Только что переданный рассказ входит в цикл рассказов об индийском царе; таких циклов мы в индийской литературе знаем целый ряд, так же как и в других литературах, восточных и западных; около крупных или в том или в другом отношении любопытных исторических личностей, особенно правителей, всегда создавались циклы [легенд], частью несомненно основанных на действительности, и, что необходимо отметить, легенды одного цикла часто с соответствующими времени и месту изменениями приурочиваются к другому циклу. Это понятно: воображение поражается исключительной личностью и хочет ее выделить, но при общей ограниченности человеческого воображения черпает из готового материала, внося лишь те или другие специфические черты. В рассматриваемом нами случае мы имеем между прочими рассказами данного цикла ряд придворных сцен. В центре женолюбивый царь, около него разыгрываются придворные интриги. Основным рассказом является наиболее яркий, вызывающий наибольшие насмешки случай именно с царем: он главная фигура, к нему же применяется и наиболее необыкновенное, оттого случай с мужчиной, дающим себя оседлать женщине, применен к царю.

Что мотив этот существовал как составная часть другого повествовательного сюжета, мы знаем из другого старого буддийского рассказа с совершенно другим характером, где жена брахмана заставляет мужа при совершенно иной обстановке надеть на себя конскую сбрую. Данный рассказ чрезвычайно естественно развивается: были три свидетеля слабости царя, и всем трем, естественно, надо за это отомстить, что и происходит. Наличность трех лиц понятна вполне в цикле рассказов, где эти лица появляются и в других комбинациях и где данный рассказ лишь эпизод. Эпизод, однако, настолько характерный, что легко мог стать предметом самостоятельного рассказа, что, как мы видим, и случилось. Произошло ли это уже на индийской почве, мы не знаем, так как такой рассказ пока не найден. Спешу, впрочем, прибавить, что индийская повествовательная литература очень мало пока исследована. Но мы находим его в той персидской сасанидской среде, которая, как мы указали, широко заимствовала из литературы индийской. Здесь мы наш рассказ видим приуроченным к двум историческим личностям, которые именно вместе оставили в литературе глубокий след: персидская литература посвятила немало прекрасных страниц и стихов двум знаменитым любовникам – Хосрою и его прекрасной супруге Ширин. Это приурочение, совершившееся, очевидно, уже на персидской почве, сразу ставило автора в невозможность придать сатирический оттенок любви царя, и, таким образом, естественно, совершилась подмена царя личностью его советники, которая сохранилась и далее, при переходе рассказа далее на Запад.
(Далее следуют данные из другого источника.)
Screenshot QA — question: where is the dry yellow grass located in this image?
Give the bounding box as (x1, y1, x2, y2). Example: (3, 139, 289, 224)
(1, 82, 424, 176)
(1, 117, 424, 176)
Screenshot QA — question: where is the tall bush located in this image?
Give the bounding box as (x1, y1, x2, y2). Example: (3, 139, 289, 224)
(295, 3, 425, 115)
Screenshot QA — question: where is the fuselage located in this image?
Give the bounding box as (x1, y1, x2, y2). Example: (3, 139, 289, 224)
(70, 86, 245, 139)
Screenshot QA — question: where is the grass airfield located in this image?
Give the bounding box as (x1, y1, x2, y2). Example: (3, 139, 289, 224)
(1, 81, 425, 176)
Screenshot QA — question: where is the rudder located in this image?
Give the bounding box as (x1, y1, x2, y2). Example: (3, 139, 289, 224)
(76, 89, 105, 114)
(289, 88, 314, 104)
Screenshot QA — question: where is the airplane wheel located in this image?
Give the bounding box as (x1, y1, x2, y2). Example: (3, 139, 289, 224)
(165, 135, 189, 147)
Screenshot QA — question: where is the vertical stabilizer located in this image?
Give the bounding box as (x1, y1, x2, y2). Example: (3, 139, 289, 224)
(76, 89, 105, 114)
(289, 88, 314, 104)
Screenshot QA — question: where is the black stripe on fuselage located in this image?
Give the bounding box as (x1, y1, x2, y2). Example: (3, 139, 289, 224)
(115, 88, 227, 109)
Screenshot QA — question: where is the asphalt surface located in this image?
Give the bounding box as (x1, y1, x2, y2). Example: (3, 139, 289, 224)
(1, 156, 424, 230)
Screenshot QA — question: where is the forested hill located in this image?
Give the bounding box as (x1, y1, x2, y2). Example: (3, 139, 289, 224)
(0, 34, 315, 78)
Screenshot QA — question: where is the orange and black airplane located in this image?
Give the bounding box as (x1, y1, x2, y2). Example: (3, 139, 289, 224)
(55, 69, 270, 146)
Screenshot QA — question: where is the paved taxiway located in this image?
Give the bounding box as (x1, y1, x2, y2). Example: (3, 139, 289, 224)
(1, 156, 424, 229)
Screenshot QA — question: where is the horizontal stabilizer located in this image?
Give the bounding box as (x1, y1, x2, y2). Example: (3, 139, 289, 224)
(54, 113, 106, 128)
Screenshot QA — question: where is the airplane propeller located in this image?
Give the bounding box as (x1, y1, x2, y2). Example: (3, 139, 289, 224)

Точно так же и царица Ширин, ставшая, по-видимому, с самого начала определенным положительным типом, не могла унизиться до того, чтобы лично соблазнять мобедана, для этого, естественно, в рассказ введена прислужница, одна из обычных фигур повести.

Все эти перемены, вполне естественные, выдвинулись лишь перенесением рассказа в другую обстановку и выделением отдельного рассказа из целого цикла, и потому мы имеем право считать несомненным заимствование персидского рассказа или из указанного индийского или аналогичного с ним неизвестного. Этим замыкается последнее звено цепи, так как у нас нет никаких оснований искать в какой-либо другой литературе источник индийского рассказа. Что отдельные мотивы этого рассказа и даже главный из них – оседлание женщиною мужчины – могли существовать в Индии самостоятельно и не только в Индии, а и в других странах, не подлежит сомнению. Но это вопрос, который нас совершенно не касается и который совершенно независим от вопроса о заимствовании средневековым Западом известных повествовательных сюжетов с Востока. Вопрос о том, где впервые появился этот мотив о мужчине, оседланном для прихоти женщины, вопрос о началах того, что французы называют […], – вопрос исключительной сложности и трудности, для решения которого ни в одной области мы пока не обладаем ни достаточными знаниями, материалами, ни, главное, надежными методами исследования. Мы видим, что в вопросе о прародине арийцев, о так называемом праязыке, о первоначальных формах человеческого общежития, так же как и в соответствующих областях естествознания, решения представляются «ам теперь гораздо более сложными, чем нашим предшественникам: то, что на расстоянии кажется однотонным пятном, при приближении разлагается на ряд контуров, деталей и красок, на сочетания сложные и часто трудно воспринимаемые и понимаемые.

Мы должны себе сказать, что есть вещи, которых мы пока не знаем и знать не можем, ибо не обладаем пока необходимым для этого умением расчленять и понимать тот сложный материал, в котором мы даже разбираемся с трудом. Я напираю на слова «пока», так как если сравнить методы работы сто лет тому назад и теперь, то ясно, какие шаги вперед мы сделали; через сто лет о нас окажут в значительной мере то же, что мы говорим о своих предшественниках.

Мне кажется, что вы должны убедиться в том, что есть большая степень вероятия, что наш рассказ вышел из Индии, проник вместе с другими индийскими рассказами в Персию, отсюда перешел к арабам, в среду, черпавшую в широкой мере свои знания из персидских источников, от арабов к Жаку де Витри, читавшему арабские книги, жившему на Востоке и любившему повести, вдохновлявшие его проповеди, а от него к слушавшим или читавшим его «литераторам» его дней, из которых один, Анри д'Андели, дал нам свое очаровательное фабло.

Конечно, эта последовательность переходов в высокой мере вероятна, и в высокой мере невероятно, чтобы повести западные и восточные на нашу тему возникли независимо одна от другой; еще менее вероятно, чтобы восточные повести были заимствованы с Запада, но, конечно, не исключены вполне вторая и третья возможности. Только если мы остановимся на них, нам, в сущности, надо сделать то, что сделал Аристотель в фабло, – закрыть книгу, ибо дальнейшая работа невозможна; мы оказались бы тогда в области безграничного, а потому и бесплодного скептицизма; всякие дальнейшие попытки были бы уже совершенно бесполезны – там, где возможно все, в сущности, ничего не возможно. Между тем ясно, что практически есть степень невероятности, которая жизненно равна невозможности. И поэтому если мы по тщательной проверке находим ряд примеров большей вероятности, то мы имеем право считать, что доказали то, чему мы приводили эти примеры. В занимающем нас случае это примеры того, что фабло известного типа – восточного происхождения. Первым примером Lai d'Aristote я и кончаю сегодня, чтобы следующий раз перейти к фабло Aubere.